I swallowed hard. “So the Hollow’s magic was intentionally suppressed.”
“They tried.” The druid looked at Rowen. “But not all lines break.” They kept their gaze on her. “Your mother’s line was bound to the land by old rites. Silent ones. Passed through daughters. Through sacrifice.”
Rowen stiffened. “My mother was never a druid.”
“No,” they said gently. “But her mother was. And her mother before her.” Their gaze sharpened. “You are legacy, Rowen.
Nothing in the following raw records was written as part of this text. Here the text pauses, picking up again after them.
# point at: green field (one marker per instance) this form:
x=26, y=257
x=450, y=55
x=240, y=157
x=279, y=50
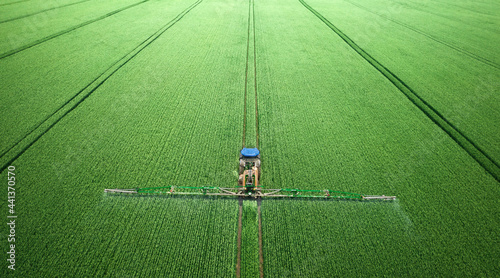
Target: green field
x=394, y=97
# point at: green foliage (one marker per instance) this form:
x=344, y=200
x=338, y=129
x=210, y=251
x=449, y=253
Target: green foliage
x=250, y=240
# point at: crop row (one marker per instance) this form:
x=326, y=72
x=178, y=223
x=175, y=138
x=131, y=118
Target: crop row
x=328, y=119
x=172, y=115
x=50, y=82
x=463, y=89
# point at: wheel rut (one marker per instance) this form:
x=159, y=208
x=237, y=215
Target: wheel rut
x=481, y=157
x=42, y=128
x=454, y=47
x=55, y=35
x=42, y=11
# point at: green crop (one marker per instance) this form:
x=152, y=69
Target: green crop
x=367, y=96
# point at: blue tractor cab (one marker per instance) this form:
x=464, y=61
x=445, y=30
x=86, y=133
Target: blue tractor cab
x=250, y=152
x=249, y=168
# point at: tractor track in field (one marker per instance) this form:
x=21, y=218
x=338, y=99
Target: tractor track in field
x=238, y=241
x=48, y=123
x=42, y=11
x=456, y=48
x=481, y=157
x=261, y=253
x=255, y=79
x=251, y=22
x=55, y=35
x=6, y=4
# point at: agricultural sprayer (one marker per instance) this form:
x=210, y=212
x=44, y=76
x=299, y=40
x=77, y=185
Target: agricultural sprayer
x=249, y=186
The Hollow remembers.” They gave a soft sigh. “Born at the base of the Heartwood itself, your first breath was taken at the heart of the Hollow.”
I looked at Rowen. “So it is you. The Hollow responds to you.”
The druid smiled faintly. “It should have. Until you walked in, Wolfe.”
My mouth went dry.
“The land chose you, Wolfe,” the druid continued. “Not because you took it. Because you came to guard it, to protect its daughter. The Hollow recognizes that. That is what the Pack Council fears.”
Rowen stepped forward, eyes blazing. “Then why not help us? Why stay silent?”
“Because now,” the druid said, voice quiet as mist, “you understand what’s at stake.”
I stared into the flickering candlelight. I felt it now. Old power hummed beneath my skin, restless and watching. Not from me, not from the druid—but from the land itself.
Awake.
Aware.
The candle flickered. Power stirred. Hungry.
I exhaled. “We’re prepared.”
Rowen nodded. “We’re together.”
“Together,” the druid said with a small smile, and bowed their head. “Then I am yours to command.”
Rowen and I left the tent, her hand gripping mine. She met my gaze without flinching.
“They’ll come for you,” she said, worry in her gaze.
“They already are,” I answered.
Diesel stepped from the shadows of the tent, Killian at his shoulder. Brand was close behind. All of them had heard enough.
“What’s next, Alpha?” Diesel asked.
I let the weight of the moment settle over us. The wind answered with a howl through the trees. The Stonefang wolves’ loyalty burned at my back. And beside me, my mate—steady, unyielding—stood ready to face them all.
“We don’t wait,” I said. My voice carried, low and final. “The Pack Council thinks they can decide who leads and who bleeds.” I shook my head. “They think by denouncing me, they claim Blueridge Hollow back under their control.”
Killian’s jaw clenched. “They’re wrong.”
“They’re dead wrong,” I said. “From this moment forward—this is not defense. This is not patience.”
I looked at Rowen, who nodded once.
“This is war.”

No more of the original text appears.